DC, as gently as possible, I would like to say I am worried about you. Perhaps, while you're single, it would be a good time to explore some options on how to help you manager your choices to help keep yourself, and your partners, safe both physically and emotionally? For example, drinking excessively can cause so many problems, including the possibility of sexual encounters you may not have consented to or be aware of--rape--which would leave you in a very bad situation physically and emotionally. Or, as you say has already happened, having unprotected sex, with all the possible consequences.

Generally, poly is more than just sleeping with different people with whom you are not in a relationship. That is more often just called "dating" these days, or (in other contexts) swinging. Becoming involved, emotionally or physically, outside of a relationship, when the partner in that relationship is unaware and consenting, is called cheating, not poly.

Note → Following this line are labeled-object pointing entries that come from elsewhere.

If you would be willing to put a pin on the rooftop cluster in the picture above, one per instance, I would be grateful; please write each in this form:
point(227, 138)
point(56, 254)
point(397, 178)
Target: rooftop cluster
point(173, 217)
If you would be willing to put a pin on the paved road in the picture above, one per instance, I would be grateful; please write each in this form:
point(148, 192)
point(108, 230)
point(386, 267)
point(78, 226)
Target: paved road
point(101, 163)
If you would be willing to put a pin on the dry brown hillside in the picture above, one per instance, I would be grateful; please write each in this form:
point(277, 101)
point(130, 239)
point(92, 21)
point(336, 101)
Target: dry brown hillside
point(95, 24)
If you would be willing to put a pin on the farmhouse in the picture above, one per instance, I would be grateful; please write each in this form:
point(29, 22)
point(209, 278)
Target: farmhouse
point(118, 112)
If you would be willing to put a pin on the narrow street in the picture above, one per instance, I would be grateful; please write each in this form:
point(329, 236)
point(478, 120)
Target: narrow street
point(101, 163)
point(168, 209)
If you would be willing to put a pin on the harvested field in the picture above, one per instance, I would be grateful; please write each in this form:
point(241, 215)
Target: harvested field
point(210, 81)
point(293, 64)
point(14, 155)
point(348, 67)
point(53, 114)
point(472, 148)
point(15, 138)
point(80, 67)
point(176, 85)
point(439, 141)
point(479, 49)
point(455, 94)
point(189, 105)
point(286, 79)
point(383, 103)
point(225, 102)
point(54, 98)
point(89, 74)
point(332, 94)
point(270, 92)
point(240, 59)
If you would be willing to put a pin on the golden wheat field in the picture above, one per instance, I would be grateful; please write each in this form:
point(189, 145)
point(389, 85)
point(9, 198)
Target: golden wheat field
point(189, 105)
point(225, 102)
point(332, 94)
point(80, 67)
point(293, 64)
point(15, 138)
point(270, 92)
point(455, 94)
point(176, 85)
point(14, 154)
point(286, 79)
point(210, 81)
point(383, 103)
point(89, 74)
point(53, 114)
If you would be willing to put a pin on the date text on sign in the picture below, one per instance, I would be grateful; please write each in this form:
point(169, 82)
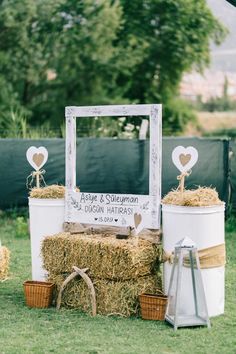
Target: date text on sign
point(127, 210)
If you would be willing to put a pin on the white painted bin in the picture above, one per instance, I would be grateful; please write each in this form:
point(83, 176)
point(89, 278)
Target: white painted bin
point(46, 218)
point(205, 226)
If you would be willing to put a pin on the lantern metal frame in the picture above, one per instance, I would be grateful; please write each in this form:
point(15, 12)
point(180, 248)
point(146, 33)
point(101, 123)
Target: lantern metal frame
point(184, 246)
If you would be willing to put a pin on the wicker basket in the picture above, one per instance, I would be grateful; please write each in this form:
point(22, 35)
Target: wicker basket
point(38, 293)
point(153, 307)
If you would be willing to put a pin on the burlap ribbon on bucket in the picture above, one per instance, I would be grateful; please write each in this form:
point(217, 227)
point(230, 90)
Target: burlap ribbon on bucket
point(211, 257)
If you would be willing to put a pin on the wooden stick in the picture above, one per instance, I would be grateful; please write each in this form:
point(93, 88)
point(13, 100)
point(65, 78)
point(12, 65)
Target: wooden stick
point(37, 180)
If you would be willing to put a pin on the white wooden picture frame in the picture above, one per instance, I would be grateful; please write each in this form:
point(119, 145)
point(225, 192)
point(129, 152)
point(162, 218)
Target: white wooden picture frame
point(127, 210)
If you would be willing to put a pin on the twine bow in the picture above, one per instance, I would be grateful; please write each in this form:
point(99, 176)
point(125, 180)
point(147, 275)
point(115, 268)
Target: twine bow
point(38, 175)
point(181, 179)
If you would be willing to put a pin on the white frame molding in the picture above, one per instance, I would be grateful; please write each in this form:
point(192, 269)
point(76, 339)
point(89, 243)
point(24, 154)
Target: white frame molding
point(154, 111)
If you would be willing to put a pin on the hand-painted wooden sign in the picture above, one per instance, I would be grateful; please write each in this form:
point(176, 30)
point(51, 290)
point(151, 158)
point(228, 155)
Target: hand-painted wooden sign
point(184, 158)
point(128, 210)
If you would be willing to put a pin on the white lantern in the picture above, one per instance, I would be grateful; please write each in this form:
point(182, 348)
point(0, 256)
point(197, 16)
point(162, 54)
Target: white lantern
point(186, 255)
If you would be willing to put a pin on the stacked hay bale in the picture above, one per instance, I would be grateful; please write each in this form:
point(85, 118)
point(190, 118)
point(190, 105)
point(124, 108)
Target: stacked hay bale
point(4, 262)
point(119, 270)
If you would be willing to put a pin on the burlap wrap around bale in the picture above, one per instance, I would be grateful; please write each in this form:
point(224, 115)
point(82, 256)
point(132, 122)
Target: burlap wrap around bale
point(112, 297)
point(201, 196)
point(4, 262)
point(106, 257)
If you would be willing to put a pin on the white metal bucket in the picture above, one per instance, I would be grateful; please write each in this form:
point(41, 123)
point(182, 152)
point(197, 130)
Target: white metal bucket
point(205, 226)
point(46, 218)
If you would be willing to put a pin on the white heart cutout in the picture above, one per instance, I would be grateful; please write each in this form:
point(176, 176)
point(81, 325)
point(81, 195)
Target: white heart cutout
point(37, 157)
point(184, 158)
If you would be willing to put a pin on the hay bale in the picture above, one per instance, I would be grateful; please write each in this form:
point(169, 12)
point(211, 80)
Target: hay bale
point(113, 297)
point(106, 257)
point(201, 196)
point(4, 262)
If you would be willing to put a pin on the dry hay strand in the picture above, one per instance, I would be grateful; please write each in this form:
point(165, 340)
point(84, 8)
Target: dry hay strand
point(112, 297)
point(4, 262)
point(201, 196)
point(49, 192)
point(106, 257)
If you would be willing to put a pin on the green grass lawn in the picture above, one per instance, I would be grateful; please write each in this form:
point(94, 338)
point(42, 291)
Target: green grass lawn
point(25, 330)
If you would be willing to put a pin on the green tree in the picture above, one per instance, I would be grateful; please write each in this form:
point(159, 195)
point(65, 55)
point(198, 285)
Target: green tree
point(175, 37)
point(55, 53)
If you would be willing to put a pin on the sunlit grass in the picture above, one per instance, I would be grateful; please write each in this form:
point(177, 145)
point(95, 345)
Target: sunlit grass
point(24, 330)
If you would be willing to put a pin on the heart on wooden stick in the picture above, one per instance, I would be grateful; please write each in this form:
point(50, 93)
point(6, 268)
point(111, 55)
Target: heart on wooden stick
point(37, 157)
point(184, 158)
point(137, 220)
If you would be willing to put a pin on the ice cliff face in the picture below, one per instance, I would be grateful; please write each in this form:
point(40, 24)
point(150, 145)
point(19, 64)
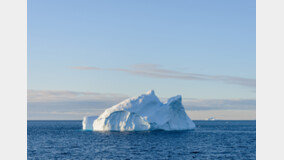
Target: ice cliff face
point(145, 112)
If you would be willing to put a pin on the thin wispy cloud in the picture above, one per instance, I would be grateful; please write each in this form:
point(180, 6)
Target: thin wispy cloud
point(50, 104)
point(155, 71)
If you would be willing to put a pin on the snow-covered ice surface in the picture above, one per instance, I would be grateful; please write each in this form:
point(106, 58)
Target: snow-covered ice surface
point(145, 112)
point(88, 122)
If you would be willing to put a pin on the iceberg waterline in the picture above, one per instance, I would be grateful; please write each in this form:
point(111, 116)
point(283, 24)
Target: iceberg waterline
point(145, 112)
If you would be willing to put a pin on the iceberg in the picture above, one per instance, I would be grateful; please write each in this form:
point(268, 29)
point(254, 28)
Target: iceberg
point(142, 113)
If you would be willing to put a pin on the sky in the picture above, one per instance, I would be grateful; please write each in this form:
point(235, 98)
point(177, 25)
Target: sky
point(84, 56)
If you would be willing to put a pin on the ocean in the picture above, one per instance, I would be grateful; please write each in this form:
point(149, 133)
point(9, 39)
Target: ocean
point(214, 140)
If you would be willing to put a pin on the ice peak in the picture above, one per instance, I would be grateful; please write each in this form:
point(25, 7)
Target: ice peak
point(151, 92)
point(176, 98)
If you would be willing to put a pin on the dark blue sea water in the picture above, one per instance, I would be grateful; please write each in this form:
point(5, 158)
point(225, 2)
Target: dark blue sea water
point(210, 140)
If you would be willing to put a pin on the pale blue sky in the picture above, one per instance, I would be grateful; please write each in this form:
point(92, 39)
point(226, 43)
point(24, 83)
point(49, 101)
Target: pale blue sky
point(207, 37)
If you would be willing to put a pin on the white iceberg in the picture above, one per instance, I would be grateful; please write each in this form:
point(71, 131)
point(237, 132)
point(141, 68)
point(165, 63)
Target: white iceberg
point(142, 113)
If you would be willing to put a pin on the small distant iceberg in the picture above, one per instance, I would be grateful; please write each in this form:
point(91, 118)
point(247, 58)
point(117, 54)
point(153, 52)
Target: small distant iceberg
point(142, 113)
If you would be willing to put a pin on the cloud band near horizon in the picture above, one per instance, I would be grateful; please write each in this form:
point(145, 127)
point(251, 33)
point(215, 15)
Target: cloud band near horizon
point(155, 71)
point(51, 104)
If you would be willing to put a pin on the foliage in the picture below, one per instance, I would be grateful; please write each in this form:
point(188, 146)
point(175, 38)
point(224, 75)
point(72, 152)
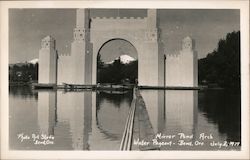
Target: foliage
point(24, 72)
point(222, 66)
point(116, 72)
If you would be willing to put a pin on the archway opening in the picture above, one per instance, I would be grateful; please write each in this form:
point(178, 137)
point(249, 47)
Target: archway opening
point(117, 62)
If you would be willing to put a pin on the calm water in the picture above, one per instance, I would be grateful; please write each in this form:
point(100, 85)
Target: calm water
point(95, 120)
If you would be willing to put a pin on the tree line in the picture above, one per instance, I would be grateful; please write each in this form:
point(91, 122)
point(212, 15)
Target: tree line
point(116, 72)
point(24, 72)
point(222, 66)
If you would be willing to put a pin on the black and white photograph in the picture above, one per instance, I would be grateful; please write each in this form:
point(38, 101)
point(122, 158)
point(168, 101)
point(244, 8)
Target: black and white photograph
point(160, 79)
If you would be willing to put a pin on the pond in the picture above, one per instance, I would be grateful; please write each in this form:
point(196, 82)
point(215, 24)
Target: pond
point(94, 120)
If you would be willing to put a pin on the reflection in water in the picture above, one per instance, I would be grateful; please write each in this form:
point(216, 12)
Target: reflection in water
point(110, 116)
point(174, 111)
point(90, 120)
point(223, 108)
point(171, 112)
point(47, 112)
point(75, 109)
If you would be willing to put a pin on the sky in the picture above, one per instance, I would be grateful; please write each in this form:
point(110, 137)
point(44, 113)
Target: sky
point(206, 26)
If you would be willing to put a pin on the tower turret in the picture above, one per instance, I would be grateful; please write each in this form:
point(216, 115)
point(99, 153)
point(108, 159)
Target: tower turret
point(48, 61)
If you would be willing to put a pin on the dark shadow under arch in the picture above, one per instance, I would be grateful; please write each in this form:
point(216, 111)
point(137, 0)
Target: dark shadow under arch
point(110, 40)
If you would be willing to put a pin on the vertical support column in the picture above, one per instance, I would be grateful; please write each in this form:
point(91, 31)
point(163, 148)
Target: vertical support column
point(47, 73)
point(81, 50)
point(151, 68)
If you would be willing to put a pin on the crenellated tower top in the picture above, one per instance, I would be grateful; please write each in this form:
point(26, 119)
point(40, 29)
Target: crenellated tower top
point(48, 42)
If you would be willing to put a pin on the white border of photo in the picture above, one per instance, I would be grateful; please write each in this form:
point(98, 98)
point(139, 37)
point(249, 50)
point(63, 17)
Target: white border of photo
point(243, 5)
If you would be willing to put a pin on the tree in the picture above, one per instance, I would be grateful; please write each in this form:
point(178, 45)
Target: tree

This is true when you are with someone who's partner isn't aware of your encounter/relationship, just as much as it would be with your own partner. Poly is about communication, and definitely about consent and respect, which are all necessary to be safe and happy (frankly, all relationships should be about those, not just poly). The partners who you've said made out with you after saying they have a girlfriend (which a general person generally says more like "My girlfriend and I are in a poly relationship, are you okay with that?", whereas just leaving it at "I have a girlfriend" definitely implies she doesn't know, and they aren't poly) aren't respecting you, or their girlfriends. Which means you are very unlikely to be the first person they've broken that trust with, and tells you a good bit about the level of safety you might expect from them, especially if you are incapacitated.

I am not a prude, and no stranger to partying (I was a traveling Bud girl at one point), but safety is a real and serious concern.

As Kevin suggested, more reading, and possibly some help in learning good decision making, would be a real benefit as you move forward and explore poly.